'Doctor Sleep' Director Mike Flanagan Reveals the Pressure of Adapting His Hero Stephen King

'Doctor Sleep' Director Mike Flanagan Reveals the Pressure of Adapting His Hero Stephen King
This week, director Mike Flanagan's adaptation of Stephen King's continuation to The Shining, Doctor Sleep, hits theatres. The novel is sprawling and ambitious, but an even bigger challenge was integrating the legacy of the massive Shining universe, one that also includes Stanley Kubrick's iconic film adaptation.
"I love Stephen King, he's my hero," Flanagan tells Exclaim!; he read the novel the week it hit bookshelves. "And I was reading this classic King story. I love this story, but all the images in my head are Kubrick. And it was such a weird contradiction and a weird internal experience. At the time I thought, 'Whoever eventually makes this movie, what a cool chance they'll have to pull that together — but it would be very daunting, so good luck to them.'"
Cut to six years later, and Flanagan himself has directed an adaptation that captures the spirit of its predecessors, by using his "inner fan as the litmus for everything."
"I would try to imagine how I would react if another filmmaker was making the film, and weighing each decision up against that."
Flanagan's Doctor Sleep is deeply invested in its characters and their demons, both internal and external. This should be no surprise to someone following Flanagan's work, as King's novel and his own films share similar themes. "It's about generational trauma, addiction, recovery, responsibility — this sort of dark, predatory world. All of that is already in my zone of fascination, things that really draw me to a story."
What makes Flanagan's adaptation of Doctor Sleep work is how well he understands King's novels on a human level, contextualizing Doctor Sleep not only within the world of The Shining but in King's own life.

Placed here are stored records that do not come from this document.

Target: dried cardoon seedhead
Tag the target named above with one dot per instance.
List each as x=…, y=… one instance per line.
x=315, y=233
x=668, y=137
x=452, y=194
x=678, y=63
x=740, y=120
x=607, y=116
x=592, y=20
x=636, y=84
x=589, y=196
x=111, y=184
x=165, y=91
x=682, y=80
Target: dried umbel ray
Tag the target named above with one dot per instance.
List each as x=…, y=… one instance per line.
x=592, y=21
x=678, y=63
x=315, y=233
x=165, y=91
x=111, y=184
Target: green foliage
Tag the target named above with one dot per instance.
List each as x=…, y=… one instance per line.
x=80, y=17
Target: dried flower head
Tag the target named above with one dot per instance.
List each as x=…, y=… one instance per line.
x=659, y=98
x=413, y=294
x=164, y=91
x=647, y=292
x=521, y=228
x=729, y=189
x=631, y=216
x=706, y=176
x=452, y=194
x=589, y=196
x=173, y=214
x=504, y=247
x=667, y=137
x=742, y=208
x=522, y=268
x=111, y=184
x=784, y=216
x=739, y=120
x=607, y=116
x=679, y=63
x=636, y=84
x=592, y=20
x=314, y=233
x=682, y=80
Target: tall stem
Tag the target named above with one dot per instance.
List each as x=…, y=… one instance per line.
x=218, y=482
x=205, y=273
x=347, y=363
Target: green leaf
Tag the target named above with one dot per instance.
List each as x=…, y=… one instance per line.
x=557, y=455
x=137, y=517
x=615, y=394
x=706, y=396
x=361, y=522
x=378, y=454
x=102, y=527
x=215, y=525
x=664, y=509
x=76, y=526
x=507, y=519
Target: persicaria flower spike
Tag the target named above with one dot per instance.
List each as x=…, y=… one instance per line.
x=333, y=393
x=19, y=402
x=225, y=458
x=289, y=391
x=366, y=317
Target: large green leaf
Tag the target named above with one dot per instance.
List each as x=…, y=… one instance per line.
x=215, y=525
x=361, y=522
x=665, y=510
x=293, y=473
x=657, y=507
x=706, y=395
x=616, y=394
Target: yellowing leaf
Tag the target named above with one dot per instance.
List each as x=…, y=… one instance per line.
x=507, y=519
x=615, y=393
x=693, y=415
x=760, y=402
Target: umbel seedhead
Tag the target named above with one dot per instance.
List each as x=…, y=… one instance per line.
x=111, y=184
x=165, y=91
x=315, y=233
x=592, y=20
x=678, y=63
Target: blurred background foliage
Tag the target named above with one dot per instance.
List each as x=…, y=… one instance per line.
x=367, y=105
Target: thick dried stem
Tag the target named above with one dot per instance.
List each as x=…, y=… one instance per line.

"[Stephen King] wrote The Shining at a time when he was nervous about what his own alcoholism would do to his family if he didn't have it under control. But flash forward decades later, with decades of sobriety behind him, he writes Doctor Sleep. And that's about recovery and looking at his own grown children and wondering if the demons he wrestled with would be a part of them. I find that stuff to be so beautifully human and so personally fascinating to me. You can't really interrogate your demons, but it's important to try. It's important to stare them in the face."